Ksatria Veld berambut merah itu dengan cepat menatap wajah Luxträgger, dia tahu keturunan bangsawan itu bukan orang yang suka bercanda, namun dia khawatir kalau ini hanya sebagai ejekan belaka. Dia sangat tahu kecongkakan Luxträgger yang sering meremehkan orang lain, terlebih jika bukan dari kaum bangsawan.
“Jangan permainkan aku, Lux!” kata Avshalom sambil mengacungkan pedangnya ke arah Luxträgger.
Luxträgger hanya tersenyum kecil, bergerak sedikit mendekat ke arah Avshalom.
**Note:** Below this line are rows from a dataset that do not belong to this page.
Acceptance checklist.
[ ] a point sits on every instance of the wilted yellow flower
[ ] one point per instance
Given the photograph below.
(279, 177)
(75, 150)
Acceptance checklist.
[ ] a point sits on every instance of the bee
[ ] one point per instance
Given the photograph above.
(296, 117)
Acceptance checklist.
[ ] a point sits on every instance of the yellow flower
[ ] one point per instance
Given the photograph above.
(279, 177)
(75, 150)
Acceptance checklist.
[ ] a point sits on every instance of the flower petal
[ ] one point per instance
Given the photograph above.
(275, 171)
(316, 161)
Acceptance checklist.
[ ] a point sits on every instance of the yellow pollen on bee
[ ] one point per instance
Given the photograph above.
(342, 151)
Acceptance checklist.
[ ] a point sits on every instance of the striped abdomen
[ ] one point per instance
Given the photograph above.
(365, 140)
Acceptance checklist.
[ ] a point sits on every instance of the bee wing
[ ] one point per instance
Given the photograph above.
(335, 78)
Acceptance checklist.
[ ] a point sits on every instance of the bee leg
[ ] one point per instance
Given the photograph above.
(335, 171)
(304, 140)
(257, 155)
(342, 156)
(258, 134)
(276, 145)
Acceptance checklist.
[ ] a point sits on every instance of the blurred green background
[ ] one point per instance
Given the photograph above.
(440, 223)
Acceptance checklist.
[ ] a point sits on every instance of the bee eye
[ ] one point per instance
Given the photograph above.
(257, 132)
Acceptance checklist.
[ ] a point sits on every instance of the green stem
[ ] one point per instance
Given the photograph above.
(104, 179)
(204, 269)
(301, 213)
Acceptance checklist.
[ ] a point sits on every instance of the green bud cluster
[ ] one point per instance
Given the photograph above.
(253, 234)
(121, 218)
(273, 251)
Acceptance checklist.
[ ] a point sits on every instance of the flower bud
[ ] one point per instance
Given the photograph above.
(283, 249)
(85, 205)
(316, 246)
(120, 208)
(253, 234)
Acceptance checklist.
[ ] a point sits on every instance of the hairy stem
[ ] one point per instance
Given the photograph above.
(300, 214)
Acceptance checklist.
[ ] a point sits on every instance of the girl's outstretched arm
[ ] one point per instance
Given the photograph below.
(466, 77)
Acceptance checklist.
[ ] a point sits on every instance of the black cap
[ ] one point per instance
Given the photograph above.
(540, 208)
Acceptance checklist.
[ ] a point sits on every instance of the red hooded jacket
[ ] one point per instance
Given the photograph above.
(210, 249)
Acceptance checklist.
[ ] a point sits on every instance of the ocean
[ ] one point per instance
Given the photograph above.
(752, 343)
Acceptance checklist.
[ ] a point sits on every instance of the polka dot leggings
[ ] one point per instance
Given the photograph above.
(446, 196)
Menatap tajam pemuda dengan jubah putih itu.
“Kerahkan semua yang kamu punya, Avsh!” Luxträgger merentangkan sayap-sayap logamnya.
Avshalom menunduk sesaat, menurunkan cungan tangan dan menatap pedang bintang yang masih berisikan sihir angin.
Kedua tangannya mengepal, cahaya ungu kembali muncul. Luxträgger melayang tinggi agar Avshalom tidak bisa menjangkaunya. Satu serangan cukup untuk melumpuhkan pemuda itu pikirnya.
Avshalom mendongak, beruntung Luxträgger tidak sejajar dengan matahari sehingga dia masih bisa melihat dengan jelas.
Hanya ada satu yang akan tetap berdiri tegak hari ini pikir Luxträgger dan Avshalom, bersiap untuk saling menyerang.